I vividly remember as on my the very first evening on the board of Embarr, Graham gave me Paul Naylor’s book – Great British Marine Animals. I quickly scanned it and stopped at the pages with nudibranchs. Pointing at Limacia clavigera I asked Anne;
“Do you think, Anne, we will be able to find this species?”
“Well – Anne answered – about a hundred”.
And she wasn’t far off from the actual count. Just three minutes into my first dive she pointed to me at my first Limacia. Thirty minutes later I was picking which Limacia to photograph. Then Anne spotted Polycera faeroensis Lemche, a minute later – Polycera quadrilineata and then it was Facelina auriculata.
But the one nudi, that Anne was so keen to find and yet unable to locate, was Janolus cristatus. As it happened, four days later, on my second dive around Maherees peninsula with Waterworld, Danny O’Conner, my dive-buddy, managed to discover elusive mollusk.
Besides lots of new sea slugs, I saw many marine animals that I have not seen before. Among my new favorites are European lobster (Homarus gammarus) – the crustacean that is similar to our American lobster, only its body is painted blue. I also liked Galathea strigosa, vivid red with electric blue stripes squat lobster. Palaemon serratus (pictured above) turned to be a very cooperative prawn. As I was setting up my camera for a shot, the curious animals were edging closer and closer to my lens.
Patella pellucida Linnaeus, or Blue-rayed limpet, became my other favorite subject. This beautiful tiny mollusk is only found on kelp and often overlooked by divers.
And of course, jewel anemone. You must see them in their habitat to fully appreciate stunning color patterns of each colony. Each member of the white, green, orange, pink and red colonies is equipped with up to a 100 color contrasting tentacles. No matter how you position your camera, Corynactis Allman presents the perfect subject for a great shot. I never passed a chance to snap yet another picture of a very attractive animal.

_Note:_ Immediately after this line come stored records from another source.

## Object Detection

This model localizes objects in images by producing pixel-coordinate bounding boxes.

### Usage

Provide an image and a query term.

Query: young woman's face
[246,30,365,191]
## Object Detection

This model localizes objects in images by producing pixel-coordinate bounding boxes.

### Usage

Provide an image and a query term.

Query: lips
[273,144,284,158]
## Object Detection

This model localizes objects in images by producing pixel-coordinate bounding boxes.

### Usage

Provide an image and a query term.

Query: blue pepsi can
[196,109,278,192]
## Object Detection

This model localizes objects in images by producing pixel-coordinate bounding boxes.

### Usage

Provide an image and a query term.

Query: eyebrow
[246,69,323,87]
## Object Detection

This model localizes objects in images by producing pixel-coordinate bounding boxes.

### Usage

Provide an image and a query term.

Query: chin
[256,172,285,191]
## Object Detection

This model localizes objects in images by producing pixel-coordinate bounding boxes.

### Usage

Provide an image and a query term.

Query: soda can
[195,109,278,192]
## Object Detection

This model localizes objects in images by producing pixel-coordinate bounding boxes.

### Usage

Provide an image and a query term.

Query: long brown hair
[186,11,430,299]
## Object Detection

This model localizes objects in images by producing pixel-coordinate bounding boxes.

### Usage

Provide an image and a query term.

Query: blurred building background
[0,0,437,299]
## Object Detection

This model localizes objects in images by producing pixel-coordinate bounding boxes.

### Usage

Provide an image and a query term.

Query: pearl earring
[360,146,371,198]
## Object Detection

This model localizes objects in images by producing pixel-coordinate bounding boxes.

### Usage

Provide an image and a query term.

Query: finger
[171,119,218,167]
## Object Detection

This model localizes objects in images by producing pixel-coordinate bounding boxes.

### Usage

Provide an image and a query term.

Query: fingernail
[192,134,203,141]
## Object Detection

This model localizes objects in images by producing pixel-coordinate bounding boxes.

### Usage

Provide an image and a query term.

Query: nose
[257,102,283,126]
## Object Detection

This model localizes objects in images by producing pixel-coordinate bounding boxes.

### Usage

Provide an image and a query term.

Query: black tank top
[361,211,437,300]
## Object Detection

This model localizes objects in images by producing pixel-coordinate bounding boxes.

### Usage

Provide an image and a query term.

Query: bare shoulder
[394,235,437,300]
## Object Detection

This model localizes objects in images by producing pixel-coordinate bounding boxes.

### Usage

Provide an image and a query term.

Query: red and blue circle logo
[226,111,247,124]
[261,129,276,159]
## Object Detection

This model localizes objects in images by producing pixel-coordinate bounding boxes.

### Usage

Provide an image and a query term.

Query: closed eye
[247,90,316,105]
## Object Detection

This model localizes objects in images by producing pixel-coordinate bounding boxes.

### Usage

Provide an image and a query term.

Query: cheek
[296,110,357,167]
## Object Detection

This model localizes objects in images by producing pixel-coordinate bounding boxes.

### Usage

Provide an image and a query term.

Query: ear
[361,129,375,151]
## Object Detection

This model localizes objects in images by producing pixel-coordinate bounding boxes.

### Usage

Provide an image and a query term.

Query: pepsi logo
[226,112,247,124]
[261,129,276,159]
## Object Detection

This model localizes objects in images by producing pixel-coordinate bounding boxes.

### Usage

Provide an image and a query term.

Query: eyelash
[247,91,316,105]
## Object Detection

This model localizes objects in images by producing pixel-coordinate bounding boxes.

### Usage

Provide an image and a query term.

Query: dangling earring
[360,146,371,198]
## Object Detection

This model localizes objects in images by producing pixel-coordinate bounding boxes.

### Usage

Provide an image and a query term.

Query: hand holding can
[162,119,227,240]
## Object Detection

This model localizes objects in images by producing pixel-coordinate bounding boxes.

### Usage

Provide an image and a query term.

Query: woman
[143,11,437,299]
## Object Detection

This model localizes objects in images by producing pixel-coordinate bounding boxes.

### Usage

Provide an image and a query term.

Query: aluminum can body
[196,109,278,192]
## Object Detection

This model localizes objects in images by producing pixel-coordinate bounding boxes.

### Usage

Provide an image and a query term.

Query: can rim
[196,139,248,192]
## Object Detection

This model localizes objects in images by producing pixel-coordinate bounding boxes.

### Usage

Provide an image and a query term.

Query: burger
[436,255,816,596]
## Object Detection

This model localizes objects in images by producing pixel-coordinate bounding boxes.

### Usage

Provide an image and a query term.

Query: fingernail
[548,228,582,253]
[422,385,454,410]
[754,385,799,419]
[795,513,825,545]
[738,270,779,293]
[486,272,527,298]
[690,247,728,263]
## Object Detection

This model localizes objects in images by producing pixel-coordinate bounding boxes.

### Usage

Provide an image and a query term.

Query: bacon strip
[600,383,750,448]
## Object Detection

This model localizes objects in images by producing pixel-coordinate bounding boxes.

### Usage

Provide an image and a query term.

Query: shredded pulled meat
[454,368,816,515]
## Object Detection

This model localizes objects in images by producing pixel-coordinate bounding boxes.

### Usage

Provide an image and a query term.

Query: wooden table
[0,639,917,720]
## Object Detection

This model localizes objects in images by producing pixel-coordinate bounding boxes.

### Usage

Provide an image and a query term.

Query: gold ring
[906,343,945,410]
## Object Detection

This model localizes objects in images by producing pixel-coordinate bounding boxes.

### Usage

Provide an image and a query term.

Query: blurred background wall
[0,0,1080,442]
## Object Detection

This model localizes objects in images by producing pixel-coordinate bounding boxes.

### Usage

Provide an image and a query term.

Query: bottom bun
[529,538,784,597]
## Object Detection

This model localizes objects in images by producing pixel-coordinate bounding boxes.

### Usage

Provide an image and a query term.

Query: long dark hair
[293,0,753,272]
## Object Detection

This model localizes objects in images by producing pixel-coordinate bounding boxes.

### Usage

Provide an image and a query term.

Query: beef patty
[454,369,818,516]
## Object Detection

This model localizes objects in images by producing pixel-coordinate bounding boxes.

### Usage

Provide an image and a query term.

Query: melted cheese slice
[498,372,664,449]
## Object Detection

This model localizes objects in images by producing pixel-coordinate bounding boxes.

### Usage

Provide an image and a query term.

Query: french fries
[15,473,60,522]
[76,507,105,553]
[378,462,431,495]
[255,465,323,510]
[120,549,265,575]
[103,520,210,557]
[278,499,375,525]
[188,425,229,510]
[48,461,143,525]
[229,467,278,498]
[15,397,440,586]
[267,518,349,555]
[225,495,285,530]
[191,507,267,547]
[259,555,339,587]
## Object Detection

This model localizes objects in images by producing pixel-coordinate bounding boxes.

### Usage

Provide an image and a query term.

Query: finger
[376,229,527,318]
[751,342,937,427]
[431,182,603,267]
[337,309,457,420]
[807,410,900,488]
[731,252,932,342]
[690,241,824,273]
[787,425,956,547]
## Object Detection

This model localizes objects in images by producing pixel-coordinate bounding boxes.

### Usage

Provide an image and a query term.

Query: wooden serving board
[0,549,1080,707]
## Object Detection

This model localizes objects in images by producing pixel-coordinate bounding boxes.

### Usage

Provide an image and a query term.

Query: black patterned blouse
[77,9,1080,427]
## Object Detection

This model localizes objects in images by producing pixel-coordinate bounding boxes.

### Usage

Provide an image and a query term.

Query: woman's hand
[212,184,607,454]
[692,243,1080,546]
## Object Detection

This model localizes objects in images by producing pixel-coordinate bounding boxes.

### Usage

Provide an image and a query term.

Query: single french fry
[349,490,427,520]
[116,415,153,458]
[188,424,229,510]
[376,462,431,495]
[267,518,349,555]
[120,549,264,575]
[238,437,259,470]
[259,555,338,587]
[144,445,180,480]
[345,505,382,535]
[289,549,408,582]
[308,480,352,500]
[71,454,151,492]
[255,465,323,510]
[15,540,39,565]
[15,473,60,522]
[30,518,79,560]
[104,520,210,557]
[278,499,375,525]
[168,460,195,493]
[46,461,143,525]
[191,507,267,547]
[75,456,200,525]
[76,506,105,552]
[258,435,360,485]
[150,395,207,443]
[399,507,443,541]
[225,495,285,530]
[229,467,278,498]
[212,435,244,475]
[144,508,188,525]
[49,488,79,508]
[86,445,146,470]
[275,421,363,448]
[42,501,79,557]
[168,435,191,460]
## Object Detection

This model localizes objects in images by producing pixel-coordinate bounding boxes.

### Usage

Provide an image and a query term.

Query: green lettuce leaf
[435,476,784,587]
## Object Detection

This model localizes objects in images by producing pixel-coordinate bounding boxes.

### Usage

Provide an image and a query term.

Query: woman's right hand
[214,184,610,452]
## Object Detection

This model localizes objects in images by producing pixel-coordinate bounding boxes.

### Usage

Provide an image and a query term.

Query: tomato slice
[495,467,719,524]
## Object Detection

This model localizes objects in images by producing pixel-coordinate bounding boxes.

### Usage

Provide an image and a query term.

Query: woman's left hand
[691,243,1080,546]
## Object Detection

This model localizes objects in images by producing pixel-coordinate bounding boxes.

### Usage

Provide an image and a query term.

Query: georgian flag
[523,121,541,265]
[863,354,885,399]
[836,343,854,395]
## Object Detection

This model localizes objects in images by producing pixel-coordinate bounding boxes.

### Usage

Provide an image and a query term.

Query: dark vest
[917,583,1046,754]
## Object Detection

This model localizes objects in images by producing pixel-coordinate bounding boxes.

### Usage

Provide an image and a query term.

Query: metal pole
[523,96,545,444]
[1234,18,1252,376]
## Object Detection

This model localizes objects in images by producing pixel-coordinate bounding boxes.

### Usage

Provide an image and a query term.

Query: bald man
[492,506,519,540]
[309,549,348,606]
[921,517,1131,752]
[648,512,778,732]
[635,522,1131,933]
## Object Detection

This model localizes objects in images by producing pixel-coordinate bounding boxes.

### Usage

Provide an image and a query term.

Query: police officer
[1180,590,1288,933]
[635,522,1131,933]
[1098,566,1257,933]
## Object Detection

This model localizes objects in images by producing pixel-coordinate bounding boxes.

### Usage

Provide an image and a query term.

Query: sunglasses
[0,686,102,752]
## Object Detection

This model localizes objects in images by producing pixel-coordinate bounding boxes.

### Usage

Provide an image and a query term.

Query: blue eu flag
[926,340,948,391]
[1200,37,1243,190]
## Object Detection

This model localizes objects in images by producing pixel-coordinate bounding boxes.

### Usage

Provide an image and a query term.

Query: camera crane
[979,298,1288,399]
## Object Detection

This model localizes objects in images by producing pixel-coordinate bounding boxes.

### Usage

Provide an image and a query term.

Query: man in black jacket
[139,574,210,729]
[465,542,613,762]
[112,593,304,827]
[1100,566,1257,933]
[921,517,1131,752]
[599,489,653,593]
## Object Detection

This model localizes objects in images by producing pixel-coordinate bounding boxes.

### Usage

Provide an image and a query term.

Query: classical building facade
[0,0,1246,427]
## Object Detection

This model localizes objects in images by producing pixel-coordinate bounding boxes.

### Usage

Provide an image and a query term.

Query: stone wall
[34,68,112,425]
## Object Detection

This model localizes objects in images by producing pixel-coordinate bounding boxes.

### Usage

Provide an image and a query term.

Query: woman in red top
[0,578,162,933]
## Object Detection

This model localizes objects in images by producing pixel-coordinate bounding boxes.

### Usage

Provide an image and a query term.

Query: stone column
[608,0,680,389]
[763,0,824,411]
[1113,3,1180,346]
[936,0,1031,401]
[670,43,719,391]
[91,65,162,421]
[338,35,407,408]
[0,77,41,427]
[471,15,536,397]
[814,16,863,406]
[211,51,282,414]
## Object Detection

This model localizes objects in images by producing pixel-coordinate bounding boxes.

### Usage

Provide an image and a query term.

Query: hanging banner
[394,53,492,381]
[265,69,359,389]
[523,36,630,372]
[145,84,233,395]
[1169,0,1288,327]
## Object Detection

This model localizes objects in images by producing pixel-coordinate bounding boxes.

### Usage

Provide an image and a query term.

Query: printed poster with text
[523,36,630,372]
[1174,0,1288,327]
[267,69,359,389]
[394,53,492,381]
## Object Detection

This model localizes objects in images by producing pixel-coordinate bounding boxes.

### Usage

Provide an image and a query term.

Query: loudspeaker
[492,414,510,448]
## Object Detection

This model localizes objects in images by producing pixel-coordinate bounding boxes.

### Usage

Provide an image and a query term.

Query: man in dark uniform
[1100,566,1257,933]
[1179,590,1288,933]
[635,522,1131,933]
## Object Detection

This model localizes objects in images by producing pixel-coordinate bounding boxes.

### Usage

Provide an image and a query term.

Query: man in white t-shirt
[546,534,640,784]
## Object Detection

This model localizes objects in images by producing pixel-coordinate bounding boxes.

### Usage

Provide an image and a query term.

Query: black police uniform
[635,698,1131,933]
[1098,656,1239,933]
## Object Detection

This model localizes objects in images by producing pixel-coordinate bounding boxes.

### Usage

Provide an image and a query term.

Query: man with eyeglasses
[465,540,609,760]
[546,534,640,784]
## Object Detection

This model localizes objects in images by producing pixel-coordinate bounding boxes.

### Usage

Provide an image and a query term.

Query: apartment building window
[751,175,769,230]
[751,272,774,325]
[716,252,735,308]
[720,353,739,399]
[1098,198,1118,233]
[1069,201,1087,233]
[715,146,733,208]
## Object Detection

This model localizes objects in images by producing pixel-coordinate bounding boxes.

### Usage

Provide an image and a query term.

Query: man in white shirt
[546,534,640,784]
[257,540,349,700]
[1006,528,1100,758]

By the way, if you like wreck diving, then according to the Oceanaddicts web-site “within a short boat spin there are several well-preserved shipwrecks in sports diving range, from the historic UC42 and Aud to the interesting Santo and a couple of armed trawlers the Clifton and the Morococala”.
I’m sure if I kept diving with Oceanaddicts I would discover more things to appreciate. As Anne said once to me, – “Every dive I see something new”. But regretfully my three days expired, I had to leave Kinsale and to continue to Kerry, my next dive destination. Well, the next time I visit OceanAddicts, I’ll definitely stay longer.
As I was planning this trip, I visited quite a few websites dedicated to diving around Érie, thus I was expecting to see quite a few things. But in my wildest dream I couldn’t imagine experiencing such a remarkable marine ecosystem. Just 6 hours flying time from Boston, warm, clear and reach with life waters of Ireland present incredible opportunities for any curious diver.
Also, as I stepped on board of Embarr, I felt right at home. Staying and diving with Oceanaddicts introduced me to the nice, caring family that I wished I knew before. I’d like to thank Anne and Graham from the bottom of my heart for the unforgettable time that I spent with them in Kinsale. Good luck to you, guys, strong health, safe diving and many happy discoveries for years to come. Hopefully, we’ll meet again soon.